Pourquoi la situation est-elle bloquée en Syrie? Quel rôle jouent les Pays occidentaux et l’Arabie saoudite dans cet imbroglio? Peut-on espérer une inflexion de la position russe? LeVif.be a interrogé Thomas Pierret et Peter Harling, spécialistes de la Syrie, alors que se tient à Rome une conférence internationale des « Amis de la Syrie ».

Où en est la position des pays occidentaux?

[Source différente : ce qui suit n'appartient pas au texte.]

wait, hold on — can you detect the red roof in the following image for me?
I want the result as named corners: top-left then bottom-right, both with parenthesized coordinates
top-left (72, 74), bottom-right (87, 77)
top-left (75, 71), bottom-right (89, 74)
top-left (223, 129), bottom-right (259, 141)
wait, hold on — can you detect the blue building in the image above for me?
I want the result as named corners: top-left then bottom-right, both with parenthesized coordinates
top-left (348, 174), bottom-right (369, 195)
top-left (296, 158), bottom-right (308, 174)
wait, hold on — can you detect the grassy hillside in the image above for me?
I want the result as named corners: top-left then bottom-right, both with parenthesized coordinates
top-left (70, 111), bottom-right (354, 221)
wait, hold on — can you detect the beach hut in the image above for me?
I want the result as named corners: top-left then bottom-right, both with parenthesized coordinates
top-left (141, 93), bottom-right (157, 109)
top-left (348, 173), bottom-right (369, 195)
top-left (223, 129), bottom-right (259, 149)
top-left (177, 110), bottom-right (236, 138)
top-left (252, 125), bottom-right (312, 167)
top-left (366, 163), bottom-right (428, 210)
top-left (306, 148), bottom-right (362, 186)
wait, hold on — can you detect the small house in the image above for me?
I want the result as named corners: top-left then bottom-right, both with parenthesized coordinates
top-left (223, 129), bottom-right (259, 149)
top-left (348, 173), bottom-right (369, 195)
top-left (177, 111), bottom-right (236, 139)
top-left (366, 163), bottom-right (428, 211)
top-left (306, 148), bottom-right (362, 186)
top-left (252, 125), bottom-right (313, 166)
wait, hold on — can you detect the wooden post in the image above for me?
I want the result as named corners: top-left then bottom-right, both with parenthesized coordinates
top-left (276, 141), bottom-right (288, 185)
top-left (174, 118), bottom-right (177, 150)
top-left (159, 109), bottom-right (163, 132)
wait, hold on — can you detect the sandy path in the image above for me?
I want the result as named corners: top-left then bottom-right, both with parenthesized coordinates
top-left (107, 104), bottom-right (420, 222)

Depuis le début de la crise, les pays occidentaux tergiversent face à la situation en Syrie. Thomas Pierret, maître de conférences en Islam contemporain à l’Université d’Édimbourg, y voit « un mélange d’erreur d’analyse et un moyen de masquer leur impuissance. Certains occidentaux continuent d’envisager le régime syrien comme si c’était un régime normal, alors qu’il ne s’agit plus aujourd’hui que d’une milice confessionnelle surarmée ». Ils pensent encore qu’il est possible d’infléchir la Russie, soutien indéfectible du régime syrien, ajoute le chercheur. Impression confirmée par les déclarations de François Hollande à Moscou ce jeudi: la France et la Russie ont « progressé » sur le dossier syrien et partagent « le même objectif », un dialogue politique en vue de mettre fin au conflit.

Pour les Américains, « le conflit syrien n’est pas considéré comme suffisamment préoccupant ni prioritaire » pour justifier une intervention qui s’avérerait donc inutilement coûteuse, explique Thomas Pierret. L’Europe est sans doute plus consciente du péril que fait peser la crise syrienne sur la région, mais elle est impuissante et elle « camoufle cette impuissance derrière le processus diplomatique ».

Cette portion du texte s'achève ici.